The “Not the Western Front Conference” will take place on Saturday 25th October 2025
at The Cluntergate Centre, Cluntergate, Horbury, Wakefield, WF4 5DA
Lectures start at 10am
Tickets are priced at £29 including Lunch and can be booked at
https://www.trybooking.com/uk/EEYD
There is an earlybird offer until 31st May when tickets will cost £25

Richard Van Emden – Boy Soldiers
When war broke out in 1914, no one was more caught up in the popular tide of patriotism than the young boys who wanted to fight for King and country. This is their untold story – the stories of boys aged as young as thirteen who enlisted for full combat training.

Andy Stuart – Northern Russia and the Allied Intervention, 1918 – 1920.
North Russia was the entry point for supplies from the Allies throughout WW1. The Revolution in 1917 changed everything. Peace in the east would release enemy troops for the west. Bolshevism might change the world. Churchill wanted to stop both. Tired, desk bound officers, second rate conscripts, released prisoners and several mutinies. This talk covers the politics, the motivation, the local plan and conditions, and why it was allowed to fade from memory.

Dr Graham Kemp – ‘The Battle for Lake Tanganyika, 1915‘
Story of the war on Lake Tanganyika is like a real-life Ealing comedy. A story far stranger than the fiction, like the film The African Queen. In 1914 Lake Tanganyika was undisputedly a German lake. Then a Belgian white hunter had an idea, came across the most eccentric and dim-witted of English naval officers, and together, against the odds, and in almost farcical manner, took the Lake from the Germans.
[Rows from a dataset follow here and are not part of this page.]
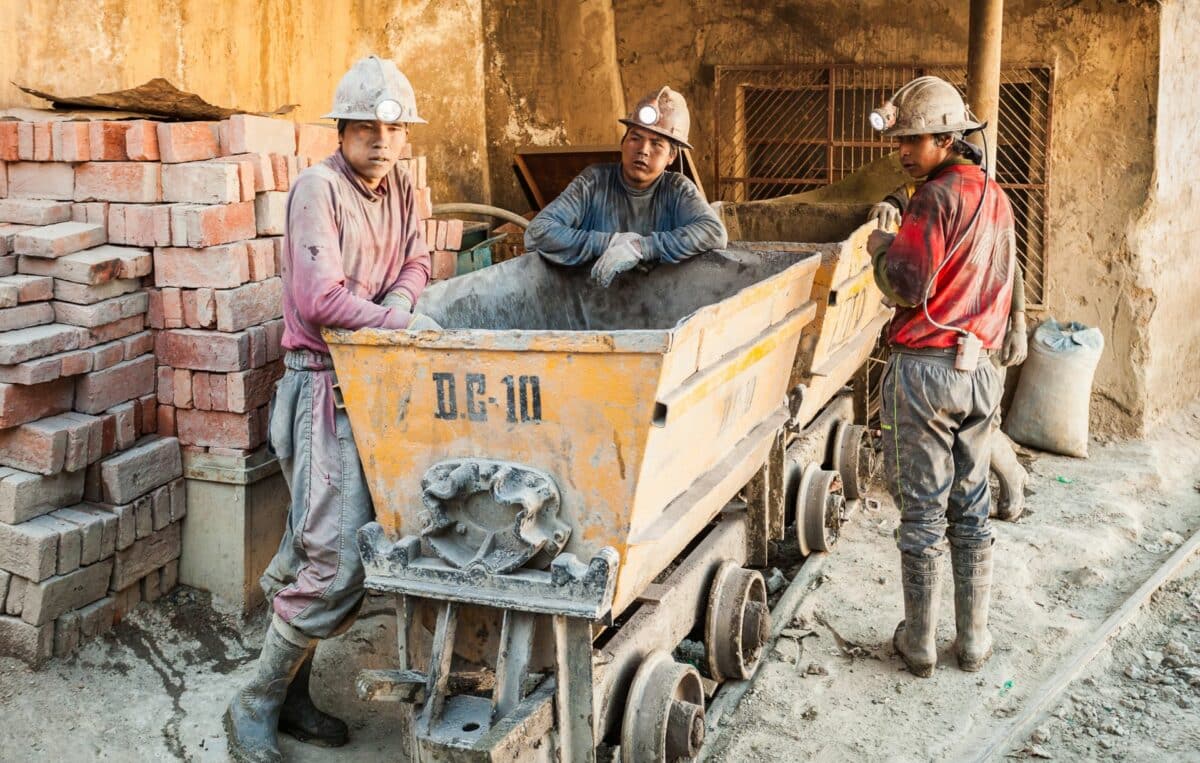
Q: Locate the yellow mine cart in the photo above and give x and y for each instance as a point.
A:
(570, 480)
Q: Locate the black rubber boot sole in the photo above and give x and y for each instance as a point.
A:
(235, 752)
(299, 734)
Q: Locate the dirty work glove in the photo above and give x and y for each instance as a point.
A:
(879, 241)
(1017, 342)
(399, 300)
(421, 322)
(623, 253)
(886, 215)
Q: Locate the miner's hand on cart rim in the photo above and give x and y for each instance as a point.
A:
(624, 253)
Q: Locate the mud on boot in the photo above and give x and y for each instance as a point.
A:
(253, 715)
(915, 636)
(303, 720)
(972, 595)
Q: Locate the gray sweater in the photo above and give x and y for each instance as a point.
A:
(671, 216)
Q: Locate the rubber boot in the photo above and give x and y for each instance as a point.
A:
(913, 640)
(304, 720)
(253, 714)
(1012, 476)
(972, 595)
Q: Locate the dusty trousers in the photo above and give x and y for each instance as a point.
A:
(937, 425)
(315, 582)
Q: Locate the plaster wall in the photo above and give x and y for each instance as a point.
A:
(1169, 233)
(1102, 156)
(551, 78)
(263, 54)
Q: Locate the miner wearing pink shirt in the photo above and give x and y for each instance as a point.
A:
(353, 258)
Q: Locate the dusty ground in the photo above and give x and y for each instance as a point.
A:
(155, 690)
(1141, 701)
(1096, 529)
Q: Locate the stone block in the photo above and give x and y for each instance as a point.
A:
(220, 428)
(66, 635)
(29, 550)
(30, 643)
(138, 470)
(96, 618)
(53, 596)
(145, 556)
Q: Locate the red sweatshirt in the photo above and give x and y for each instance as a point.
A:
(975, 289)
(347, 247)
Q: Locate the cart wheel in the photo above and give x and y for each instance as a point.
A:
(849, 460)
(664, 713)
(737, 622)
(820, 506)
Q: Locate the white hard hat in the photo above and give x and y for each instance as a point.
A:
(924, 106)
(372, 90)
(664, 112)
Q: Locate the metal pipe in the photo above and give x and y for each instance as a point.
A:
(983, 70)
(467, 208)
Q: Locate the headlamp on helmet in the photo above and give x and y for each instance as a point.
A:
(389, 110)
(648, 114)
(883, 116)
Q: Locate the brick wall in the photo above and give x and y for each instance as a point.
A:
(139, 316)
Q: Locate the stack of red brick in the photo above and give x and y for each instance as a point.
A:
(108, 228)
(90, 497)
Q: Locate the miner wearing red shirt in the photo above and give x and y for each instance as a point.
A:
(949, 272)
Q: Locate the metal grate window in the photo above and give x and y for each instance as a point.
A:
(785, 130)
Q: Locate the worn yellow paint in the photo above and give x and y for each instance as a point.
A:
(617, 470)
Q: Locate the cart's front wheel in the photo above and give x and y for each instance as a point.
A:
(737, 622)
(664, 713)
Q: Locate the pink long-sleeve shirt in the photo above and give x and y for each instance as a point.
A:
(347, 247)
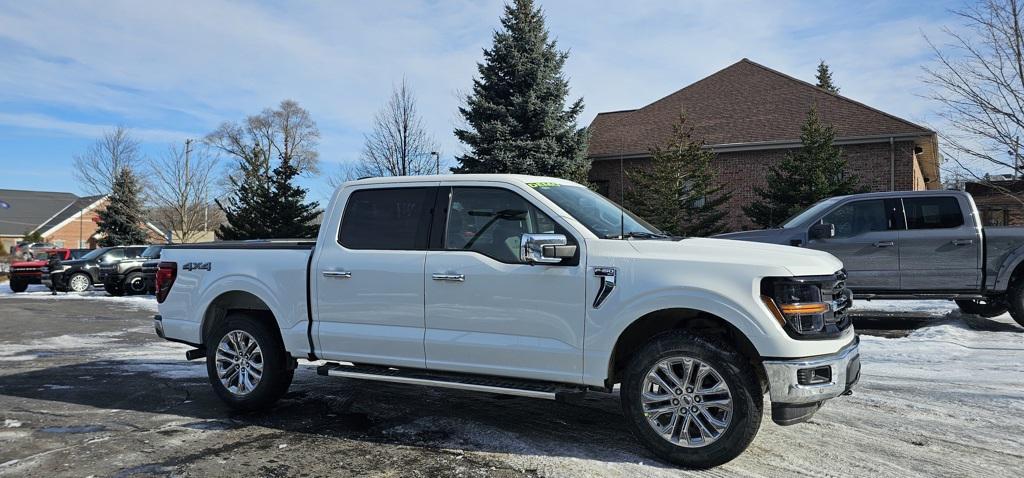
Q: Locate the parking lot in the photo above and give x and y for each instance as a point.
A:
(87, 389)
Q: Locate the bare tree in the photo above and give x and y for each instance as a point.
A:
(181, 183)
(979, 80)
(98, 166)
(288, 131)
(399, 144)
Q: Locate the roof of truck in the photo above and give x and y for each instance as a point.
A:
(514, 178)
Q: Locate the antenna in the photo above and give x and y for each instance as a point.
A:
(622, 197)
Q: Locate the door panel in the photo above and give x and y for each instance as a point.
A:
(939, 251)
(503, 317)
(370, 281)
(866, 243)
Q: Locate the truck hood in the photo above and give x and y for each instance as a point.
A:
(15, 265)
(798, 261)
(776, 235)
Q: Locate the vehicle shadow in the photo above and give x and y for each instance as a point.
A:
(372, 411)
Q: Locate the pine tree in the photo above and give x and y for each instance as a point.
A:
(246, 208)
(824, 78)
(266, 204)
(517, 117)
(289, 214)
(805, 176)
(121, 221)
(678, 192)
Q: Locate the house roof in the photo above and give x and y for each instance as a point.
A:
(742, 103)
(27, 210)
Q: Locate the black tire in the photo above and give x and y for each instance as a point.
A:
(71, 280)
(734, 370)
(113, 290)
(987, 308)
(133, 285)
(276, 375)
(18, 286)
(1015, 301)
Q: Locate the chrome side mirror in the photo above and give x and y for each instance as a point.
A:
(545, 249)
(822, 231)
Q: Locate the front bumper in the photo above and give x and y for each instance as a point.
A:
(783, 376)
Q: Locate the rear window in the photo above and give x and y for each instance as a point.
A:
(933, 213)
(388, 219)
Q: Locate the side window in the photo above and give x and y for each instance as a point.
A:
(114, 255)
(389, 219)
(492, 221)
(859, 217)
(933, 213)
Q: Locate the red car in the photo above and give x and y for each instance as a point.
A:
(25, 272)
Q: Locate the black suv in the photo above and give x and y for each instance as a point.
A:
(80, 274)
(125, 275)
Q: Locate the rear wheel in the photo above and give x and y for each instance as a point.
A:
(134, 284)
(984, 308)
(247, 363)
(18, 286)
(79, 283)
(691, 400)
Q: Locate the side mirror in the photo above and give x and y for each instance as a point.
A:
(822, 231)
(545, 249)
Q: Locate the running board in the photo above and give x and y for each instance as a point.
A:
(531, 389)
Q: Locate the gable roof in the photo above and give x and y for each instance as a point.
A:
(744, 102)
(26, 210)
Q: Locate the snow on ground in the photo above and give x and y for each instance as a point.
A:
(37, 291)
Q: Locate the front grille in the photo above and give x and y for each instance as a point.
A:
(842, 300)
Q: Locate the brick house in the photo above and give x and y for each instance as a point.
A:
(751, 117)
(61, 218)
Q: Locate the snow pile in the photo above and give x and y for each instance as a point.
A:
(41, 292)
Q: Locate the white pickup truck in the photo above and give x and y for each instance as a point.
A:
(524, 286)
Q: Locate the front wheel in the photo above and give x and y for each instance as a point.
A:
(984, 308)
(247, 363)
(79, 283)
(18, 286)
(692, 400)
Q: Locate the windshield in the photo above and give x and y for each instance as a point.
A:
(594, 211)
(808, 213)
(94, 254)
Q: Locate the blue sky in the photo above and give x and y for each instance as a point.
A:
(172, 71)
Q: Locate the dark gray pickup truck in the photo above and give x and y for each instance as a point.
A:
(913, 245)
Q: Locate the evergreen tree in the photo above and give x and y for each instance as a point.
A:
(517, 117)
(824, 78)
(266, 204)
(289, 214)
(121, 221)
(246, 208)
(805, 176)
(678, 192)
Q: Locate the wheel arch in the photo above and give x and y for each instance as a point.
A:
(695, 320)
(237, 301)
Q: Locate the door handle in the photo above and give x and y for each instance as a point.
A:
(452, 277)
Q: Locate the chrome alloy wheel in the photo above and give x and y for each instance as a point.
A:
(79, 283)
(686, 401)
(240, 362)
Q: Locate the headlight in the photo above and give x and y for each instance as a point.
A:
(808, 307)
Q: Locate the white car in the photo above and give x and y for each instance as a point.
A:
(525, 286)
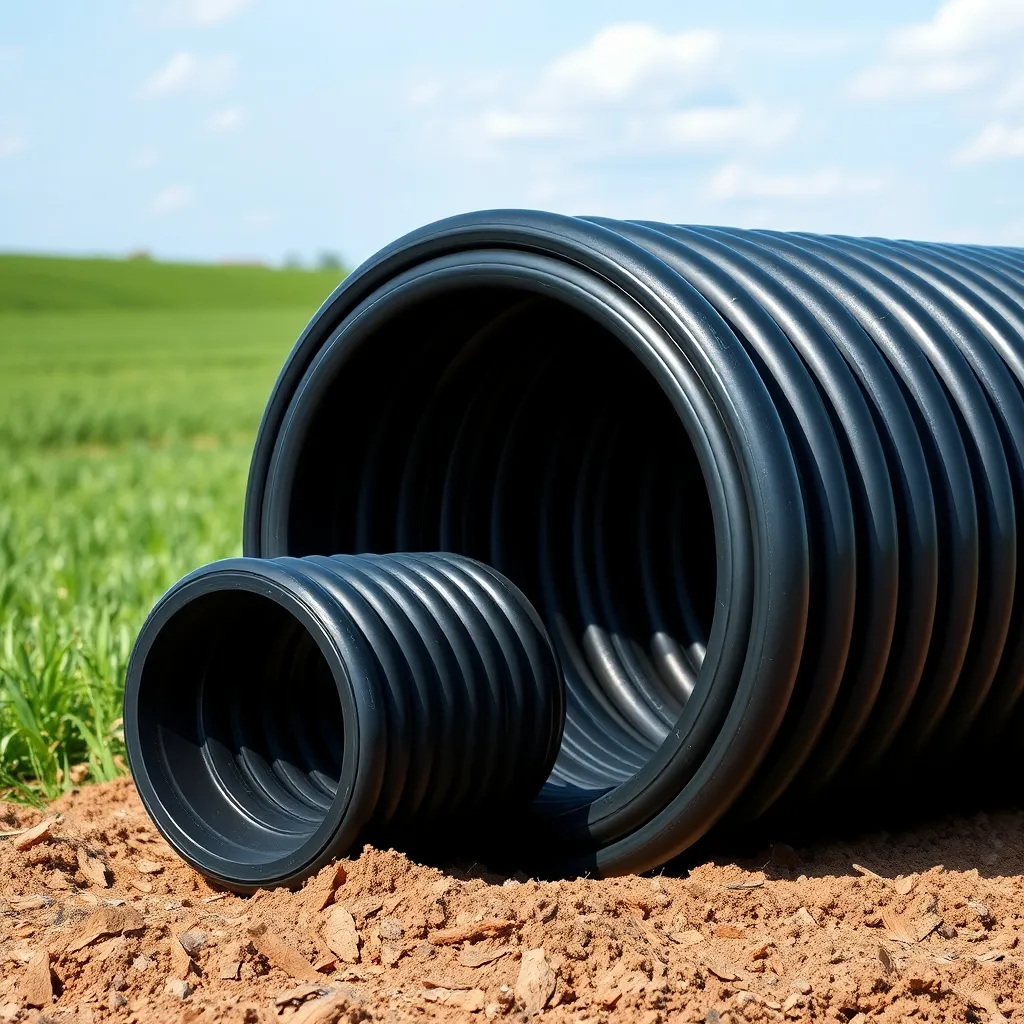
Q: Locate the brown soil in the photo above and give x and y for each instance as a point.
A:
(99, 921)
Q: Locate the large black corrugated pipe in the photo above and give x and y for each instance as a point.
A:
(280, 711)
(765, 491)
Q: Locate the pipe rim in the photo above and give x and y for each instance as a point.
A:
(355, 794)
(654, 815)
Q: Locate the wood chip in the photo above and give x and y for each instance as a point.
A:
(284, 956)
(901, 928)
(340, 934)
(471, 933)
(722, 973)
(56, 880)
(182, 966)
(326, 964)
(477, 955)
(888, 964)
(983, 1000)
(93, 869)
(868, 873)
(989, 955)
(391, 951)
(34, 835)
(536, 983)
(228, 971)
(193, 940)
(104, 922)
(36, 985)
(23, 903)
(470, 999)
(296, 996)
(324, 892)
(326, 1011)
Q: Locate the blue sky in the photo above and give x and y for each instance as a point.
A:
(218, 129)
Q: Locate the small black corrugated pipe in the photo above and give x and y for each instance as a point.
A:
(764, 489)
(280, 711)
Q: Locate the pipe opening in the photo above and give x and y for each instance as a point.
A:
(224, 701)
(513, 428)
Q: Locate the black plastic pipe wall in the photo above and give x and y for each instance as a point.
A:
(764, 491)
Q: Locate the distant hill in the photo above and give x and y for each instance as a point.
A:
(61, 284)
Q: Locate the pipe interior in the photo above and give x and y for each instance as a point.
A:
(225, 721)
(509, 427)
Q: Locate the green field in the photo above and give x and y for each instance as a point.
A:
(130, 392)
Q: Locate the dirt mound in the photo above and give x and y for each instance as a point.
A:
(99, 921)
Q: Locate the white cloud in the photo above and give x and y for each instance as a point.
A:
(716, 127)
(630, 91)
(967, 43)
(187, 73)
(737, 181)
(961, 27)
(226, 119)
(171, 200)
(11, 145)
(995, 141)
(625, 59)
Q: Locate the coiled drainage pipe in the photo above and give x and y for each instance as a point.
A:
(764, 491)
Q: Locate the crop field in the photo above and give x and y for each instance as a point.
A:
(130, 392)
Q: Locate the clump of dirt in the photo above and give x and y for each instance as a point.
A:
(99, 921)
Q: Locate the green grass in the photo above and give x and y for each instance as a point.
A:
(47, 284)
(125, 435)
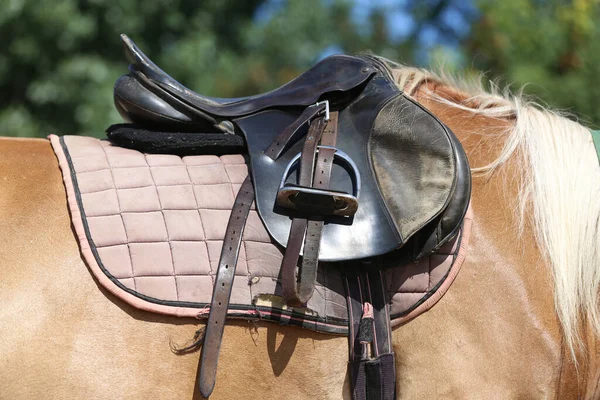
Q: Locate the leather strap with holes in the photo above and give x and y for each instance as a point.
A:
(222, 289)
(309, 231)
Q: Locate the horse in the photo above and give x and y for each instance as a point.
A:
(520, 321)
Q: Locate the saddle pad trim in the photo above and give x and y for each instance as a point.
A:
(269, 310)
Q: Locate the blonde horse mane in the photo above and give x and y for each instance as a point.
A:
(560, 183)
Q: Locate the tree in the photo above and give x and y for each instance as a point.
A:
(551, 47)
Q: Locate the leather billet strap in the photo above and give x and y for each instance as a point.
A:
(222, 288)
(315, 171)
(371, 357)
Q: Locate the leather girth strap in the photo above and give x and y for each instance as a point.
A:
(308, 231)
(320, 131)
(222, 289)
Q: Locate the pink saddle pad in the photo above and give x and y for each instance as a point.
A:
(151, 228)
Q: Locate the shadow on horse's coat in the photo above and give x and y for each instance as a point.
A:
(495, 334)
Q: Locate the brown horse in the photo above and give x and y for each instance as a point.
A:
(521, 320)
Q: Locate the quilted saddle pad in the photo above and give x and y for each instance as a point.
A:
(151, 226)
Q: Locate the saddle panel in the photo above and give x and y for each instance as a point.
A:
(337, 73)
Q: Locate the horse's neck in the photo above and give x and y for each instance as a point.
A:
(496, 229)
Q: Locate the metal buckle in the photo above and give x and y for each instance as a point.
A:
(326, 102)
(322, 202)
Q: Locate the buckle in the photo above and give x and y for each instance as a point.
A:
(322, 202)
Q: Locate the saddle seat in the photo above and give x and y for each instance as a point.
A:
(178, 106)
(343, 167)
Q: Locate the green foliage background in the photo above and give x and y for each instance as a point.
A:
(59, 59)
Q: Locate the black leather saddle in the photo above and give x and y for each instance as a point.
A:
(343, 167)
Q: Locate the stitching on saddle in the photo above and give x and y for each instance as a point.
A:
(162, 212)
(122, 220)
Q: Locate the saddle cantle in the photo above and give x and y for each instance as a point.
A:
(343, 167)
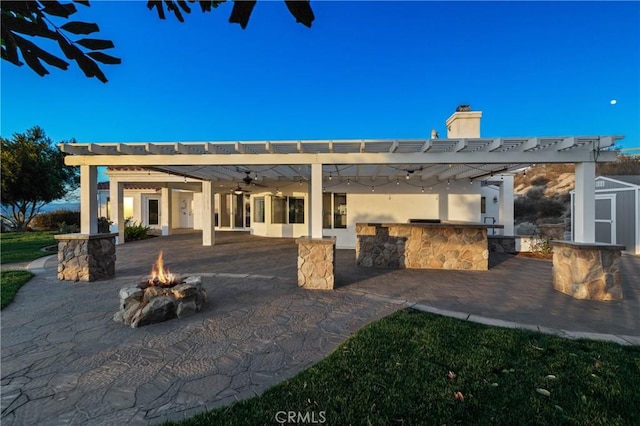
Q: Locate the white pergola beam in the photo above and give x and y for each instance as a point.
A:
(141, 160)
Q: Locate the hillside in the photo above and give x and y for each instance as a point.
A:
(559, 179)
(542, 192)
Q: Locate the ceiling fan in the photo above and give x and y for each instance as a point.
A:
(247, 179)
(239, 191)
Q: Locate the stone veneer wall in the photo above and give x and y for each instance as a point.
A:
(316, 262)
(422, 246)
(587, 271)
(83, 257)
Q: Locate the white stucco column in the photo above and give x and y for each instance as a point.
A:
(208, 225)
(315, 198)
(585, 203)
(443, 204)
(506, 205)
(88, 200)
(165, 213)
(116, 207)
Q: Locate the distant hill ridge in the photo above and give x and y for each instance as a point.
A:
(559, 179)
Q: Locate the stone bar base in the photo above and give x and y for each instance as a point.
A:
(502, 244)
(316, 262)
(83, 257)
(587, 271)
(422, 246)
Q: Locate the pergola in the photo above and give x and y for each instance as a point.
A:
(368, 162)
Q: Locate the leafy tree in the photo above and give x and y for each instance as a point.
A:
(34, 19)
(33, 174)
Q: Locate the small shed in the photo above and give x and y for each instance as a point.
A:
(617, 211)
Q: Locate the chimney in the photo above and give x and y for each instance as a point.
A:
(464, 123)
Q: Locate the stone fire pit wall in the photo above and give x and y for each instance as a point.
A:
(587, 271)
(316, 262)
(83, 257)
(445, 245)
(155, 304)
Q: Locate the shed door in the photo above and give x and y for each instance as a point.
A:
(605, 218)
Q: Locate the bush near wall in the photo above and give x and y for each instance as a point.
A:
(134, 231)
(51, 221)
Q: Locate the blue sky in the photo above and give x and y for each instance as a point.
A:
(364, 70)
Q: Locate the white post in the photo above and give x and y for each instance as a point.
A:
(208, 226)
(506, 205)
(88, 200)
(443, 205)
(315, 198)
(165, 213)
(116, 201)
(585, 208)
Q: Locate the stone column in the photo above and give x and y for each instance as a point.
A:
(83, 257)
(316, 262)
(89, 199)
(587, 271)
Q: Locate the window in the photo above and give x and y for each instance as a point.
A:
(339, 210)
(154, 212)
(334, 210)
(278, 210)
(258, 209)
(296, 210)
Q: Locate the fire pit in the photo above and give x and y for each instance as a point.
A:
(162, 297)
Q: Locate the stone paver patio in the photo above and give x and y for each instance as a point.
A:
(65, 361)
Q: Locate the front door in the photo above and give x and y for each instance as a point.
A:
(153, 212)
(605, 219)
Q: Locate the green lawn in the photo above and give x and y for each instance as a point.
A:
(414, 368)
(10, 283)
(24, 246)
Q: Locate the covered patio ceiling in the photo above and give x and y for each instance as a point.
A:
(364, 161)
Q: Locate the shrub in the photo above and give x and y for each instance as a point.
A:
(550, 207)
(535, 193)
(526, 228)
(63, 228)
(51, 221)
(523, 208)
(541, 245)
(540, 181)
(134, 231)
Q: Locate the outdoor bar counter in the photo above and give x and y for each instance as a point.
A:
(428, 244)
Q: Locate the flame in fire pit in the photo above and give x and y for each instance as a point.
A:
(161, 275)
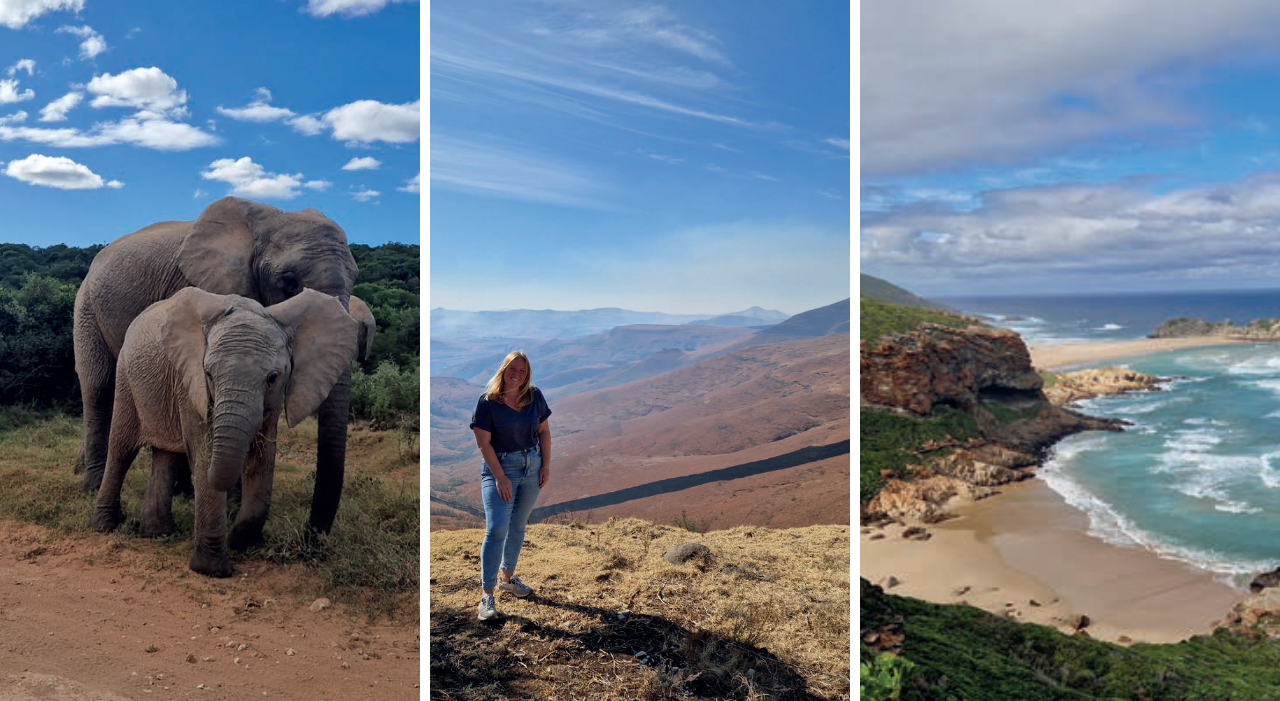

Peter Hart – The Third Battle of Krithia, 4 June 1915
Who will ever forget the immortal Third Battle of Krithia, 4 June 1915? Peter will examine Hunter Weston’s innovative plans for this set piece battle, an early attempt at ‘bite and hold’. Using witness accounts, he will chart the varying success up and down the Allied line, followed in turn by the mass Turkish counter-attacks that threatened to break through to fling the British and French right back into the sea. It was a close run thing sure enough, but for which side?